The order, which will be sent to Congress Wednesday, modifies conditions imposed in 1996 after a Cuban jet shot down a plane affiliated with Brothers to the Rescue, killing four Miami-based anti-Castro activists. That finding was expanded in 2004 when President George W. Bush declared Cuba a state sponsor of terrorism.

Gone is the draconian language about violence, threats and dangers that Cuba poses. It’s been replaced by a revealing acknowledgment that U.S. policies failed to promote positive change in Cuba and new steps under President Barack Obama being taken to normalize relations.

The tempered decree is just the latest move by the Obama administration to improve ties with the communist nation since Dec. 17, 2014, when President Barack Obama and Cuban leader Raúl Castro announced that they would take steps to normalize relations.

“I would say it was readily apparent to everyone involved that something needed to change here,” said a U.S. Coast Guard official, who was not authorized to speak publicly about the new proclamation.

In the past year, the United States has removed Cuba from its list of state sponsors of terrorism, reestablished diplomatic relations and opened an embassy in Havana. Last week, Obama announced he will be the first American president to visit Cuba in nearly 90 years as the two sides attempt to end decades of Cold War hostility.

As that visit was announced, administration officials told business leaders at a forum in Washington that the embargo against trade with Cuba would likely not be lifted by the end of his term, but that the administration would continue to break down what trade barriers it could so that it would be more difficult for any future administration to reverse the changes.

The administration has already taken several steps to encourage trade, including allowing American companies to sell to Cuba on credit, relaxing travel restrictions, eliminating limits on remittances and restoring direct mail.

Cuban air force fighters shot down two Miami-based Brothers to the Rescue planes, killing four. U.S. Congress quickly passes the Helms-Burton Act tightening the embargo.

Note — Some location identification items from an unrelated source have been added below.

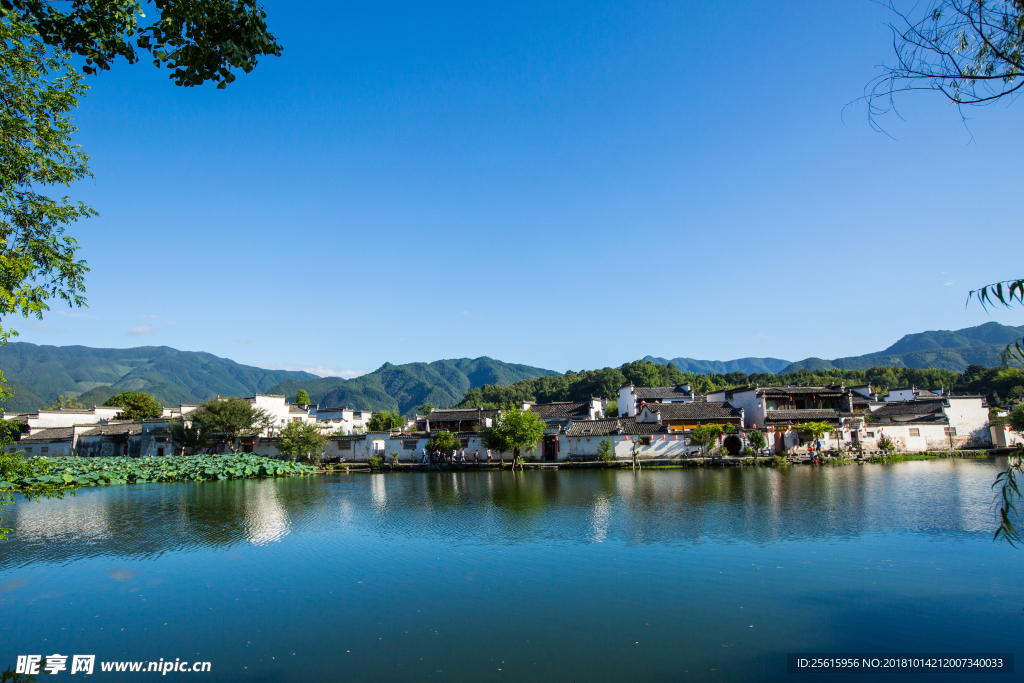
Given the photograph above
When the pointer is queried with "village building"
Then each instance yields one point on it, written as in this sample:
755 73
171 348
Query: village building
341 420
632 397
456 420
938 423
680 417
561 413
913 393
43 419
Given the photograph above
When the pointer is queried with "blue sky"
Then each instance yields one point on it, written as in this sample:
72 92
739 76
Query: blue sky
568 186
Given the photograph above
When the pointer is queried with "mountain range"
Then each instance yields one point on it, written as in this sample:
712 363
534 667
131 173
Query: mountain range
749 366
39 374
404 387
942 349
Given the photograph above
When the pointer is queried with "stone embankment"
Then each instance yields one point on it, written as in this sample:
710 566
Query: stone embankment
724 461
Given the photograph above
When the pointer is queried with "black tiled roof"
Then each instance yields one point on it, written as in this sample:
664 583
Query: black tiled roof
791 390
613 426
460 414
49 434
695 411
911 408
116 429
662 392
561 410
921 419
804 416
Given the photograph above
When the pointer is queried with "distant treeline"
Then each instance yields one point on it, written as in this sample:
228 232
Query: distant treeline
1005 382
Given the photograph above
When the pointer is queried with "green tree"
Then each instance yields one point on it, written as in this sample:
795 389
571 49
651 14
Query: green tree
757 439
971 51
230 419
38 262
815 429
64 402
706 435
300 439
514 430
198 40
190 436
385 421
443 442
136 404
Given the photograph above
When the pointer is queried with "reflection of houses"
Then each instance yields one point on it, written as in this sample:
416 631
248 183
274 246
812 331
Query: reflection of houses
631 398
456 420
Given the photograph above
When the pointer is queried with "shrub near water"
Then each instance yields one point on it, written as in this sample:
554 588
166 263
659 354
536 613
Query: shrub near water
104 471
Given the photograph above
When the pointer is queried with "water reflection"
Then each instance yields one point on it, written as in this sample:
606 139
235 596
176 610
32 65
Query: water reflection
652 507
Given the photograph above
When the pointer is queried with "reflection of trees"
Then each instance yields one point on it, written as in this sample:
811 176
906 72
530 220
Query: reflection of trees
501 508
139 521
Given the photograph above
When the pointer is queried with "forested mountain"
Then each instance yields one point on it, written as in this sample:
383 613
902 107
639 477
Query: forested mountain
723 367
1006 382
942 349
404 387
40 374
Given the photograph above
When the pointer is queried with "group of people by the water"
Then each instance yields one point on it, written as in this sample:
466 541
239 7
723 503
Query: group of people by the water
457 457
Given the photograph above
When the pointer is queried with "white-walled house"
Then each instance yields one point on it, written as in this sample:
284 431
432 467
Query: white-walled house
43 419
341 420
930 424
631 397
685 416
280 411
912 393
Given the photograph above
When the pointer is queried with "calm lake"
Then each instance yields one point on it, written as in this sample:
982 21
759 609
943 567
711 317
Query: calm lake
545 575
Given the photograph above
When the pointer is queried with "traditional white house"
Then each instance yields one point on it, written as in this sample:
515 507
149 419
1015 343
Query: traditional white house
43 419
929 424
632 397
341 420
682 417
456 420
913 393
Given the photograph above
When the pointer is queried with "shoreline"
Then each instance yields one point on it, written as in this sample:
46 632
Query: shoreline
664 463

President Clinton issued the emergency order in 1996 to prevent Cuban-American protesters from provoking an international incident after the shooting down of two Cuban exile planes by the Cuban air force. President Bush sought to stop recreational boaters from sailing to Cuba and spending money in violation of the U.S. embargo.

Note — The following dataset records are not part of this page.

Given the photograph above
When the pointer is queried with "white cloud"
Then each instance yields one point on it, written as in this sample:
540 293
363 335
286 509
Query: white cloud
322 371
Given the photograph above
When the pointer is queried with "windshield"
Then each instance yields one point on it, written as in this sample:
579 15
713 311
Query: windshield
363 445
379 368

Obama signed the same proclamation for years, including last year, after reaching an agreement with Cuba to normalize relations. But federal officials recognized that changes were likely necessary considering some of the existing language included Cuba had not refrained from the use of excessive force against U.S. vessels or aircraft that may engage in memorial activities or peaceful protest north of Cuba.”

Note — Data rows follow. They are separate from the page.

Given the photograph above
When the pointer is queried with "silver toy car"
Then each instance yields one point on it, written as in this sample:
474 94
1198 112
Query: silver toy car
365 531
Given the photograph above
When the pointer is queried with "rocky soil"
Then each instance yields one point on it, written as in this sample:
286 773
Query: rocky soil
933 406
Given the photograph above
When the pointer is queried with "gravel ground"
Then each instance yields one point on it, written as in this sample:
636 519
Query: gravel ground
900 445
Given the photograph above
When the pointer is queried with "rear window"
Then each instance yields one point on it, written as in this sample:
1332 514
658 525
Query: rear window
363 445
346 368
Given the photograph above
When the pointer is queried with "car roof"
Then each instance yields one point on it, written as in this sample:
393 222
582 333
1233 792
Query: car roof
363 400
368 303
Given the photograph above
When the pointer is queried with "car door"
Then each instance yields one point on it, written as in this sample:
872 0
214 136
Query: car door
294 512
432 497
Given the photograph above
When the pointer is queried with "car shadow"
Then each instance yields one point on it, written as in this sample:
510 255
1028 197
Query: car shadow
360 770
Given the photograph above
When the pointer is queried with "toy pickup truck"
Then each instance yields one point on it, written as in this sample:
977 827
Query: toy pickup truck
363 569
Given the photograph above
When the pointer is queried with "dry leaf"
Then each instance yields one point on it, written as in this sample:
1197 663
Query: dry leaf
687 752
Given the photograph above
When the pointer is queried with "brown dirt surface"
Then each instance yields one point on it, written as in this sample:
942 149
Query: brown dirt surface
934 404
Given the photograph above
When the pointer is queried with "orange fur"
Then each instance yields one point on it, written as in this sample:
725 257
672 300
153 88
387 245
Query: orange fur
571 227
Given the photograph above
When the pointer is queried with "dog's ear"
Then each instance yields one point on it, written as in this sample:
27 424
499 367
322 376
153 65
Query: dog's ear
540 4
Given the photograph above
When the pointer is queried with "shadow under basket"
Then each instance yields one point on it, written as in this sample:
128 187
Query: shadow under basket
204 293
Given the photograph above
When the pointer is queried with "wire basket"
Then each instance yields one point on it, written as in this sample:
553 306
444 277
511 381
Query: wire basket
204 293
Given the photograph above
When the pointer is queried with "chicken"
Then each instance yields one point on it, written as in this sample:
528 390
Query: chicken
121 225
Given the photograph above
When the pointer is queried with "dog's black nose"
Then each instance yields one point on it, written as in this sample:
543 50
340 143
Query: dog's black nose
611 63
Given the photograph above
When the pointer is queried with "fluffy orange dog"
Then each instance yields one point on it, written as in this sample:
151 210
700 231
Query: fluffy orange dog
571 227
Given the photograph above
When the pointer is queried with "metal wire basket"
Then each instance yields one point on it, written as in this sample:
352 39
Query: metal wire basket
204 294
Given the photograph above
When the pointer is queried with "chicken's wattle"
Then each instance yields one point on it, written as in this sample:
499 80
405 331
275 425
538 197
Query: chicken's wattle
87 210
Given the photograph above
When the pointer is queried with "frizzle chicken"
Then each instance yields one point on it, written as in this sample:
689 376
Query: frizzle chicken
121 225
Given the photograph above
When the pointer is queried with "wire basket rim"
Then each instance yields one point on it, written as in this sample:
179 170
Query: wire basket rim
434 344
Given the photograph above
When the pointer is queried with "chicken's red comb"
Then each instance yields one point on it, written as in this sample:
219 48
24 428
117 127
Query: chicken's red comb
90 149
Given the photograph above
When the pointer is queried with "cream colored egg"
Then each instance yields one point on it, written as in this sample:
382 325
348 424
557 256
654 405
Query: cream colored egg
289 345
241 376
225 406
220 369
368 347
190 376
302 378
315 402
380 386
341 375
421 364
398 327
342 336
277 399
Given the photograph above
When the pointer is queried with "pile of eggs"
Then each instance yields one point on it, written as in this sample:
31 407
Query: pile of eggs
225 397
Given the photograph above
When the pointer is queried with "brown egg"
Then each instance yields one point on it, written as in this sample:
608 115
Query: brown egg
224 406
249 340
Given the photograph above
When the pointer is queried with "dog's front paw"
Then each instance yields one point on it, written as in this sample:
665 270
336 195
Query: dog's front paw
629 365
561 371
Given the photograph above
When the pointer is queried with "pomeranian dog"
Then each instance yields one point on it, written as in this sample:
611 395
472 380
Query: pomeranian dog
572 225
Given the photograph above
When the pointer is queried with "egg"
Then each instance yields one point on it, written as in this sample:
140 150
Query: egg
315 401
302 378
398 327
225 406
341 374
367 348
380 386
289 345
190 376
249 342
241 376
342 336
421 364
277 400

Federal officials emphasize that the legal restrictions in the proclamation that prevent unauthorized travel into Cuban waters remain.

Obama extended authorization granted by Bush to the Department of Homeland Security to issue whatever rules and regulations were needed to prevent U.S. boats from provoking another international incident.

“I would submit that it reflects importance of ensuring the normalization process is not disrupted do to illicit maritime migration. That is an ongoing concern for us is a migration of mass migration, illegal migration might upset that normalization process,” said the Coast Guard official.

But he added that the background conditions under which the first two proclamations were written no longer reflect the two countries relations.

“The United States has committed to work with the Government of Cuba on matters of mutual concern that advance U.S. national interests, such as migration, human rights, counter-narcotics, environmental protection, and trafficking in persons,” Obama writes in the new decree.

Critics including Presidential candidates Sen. Marco Rubio, R-Forida, and Sen. Ted Cruz, R-Texas, have criticized Obama for giving up to many concessions without getting anything in return from the Cuban government.

Miami Rep. Ileana Ros-Lehtinen said it was “absolutely shameful” that Obama is rewarding the Castros with a visit to Cuba.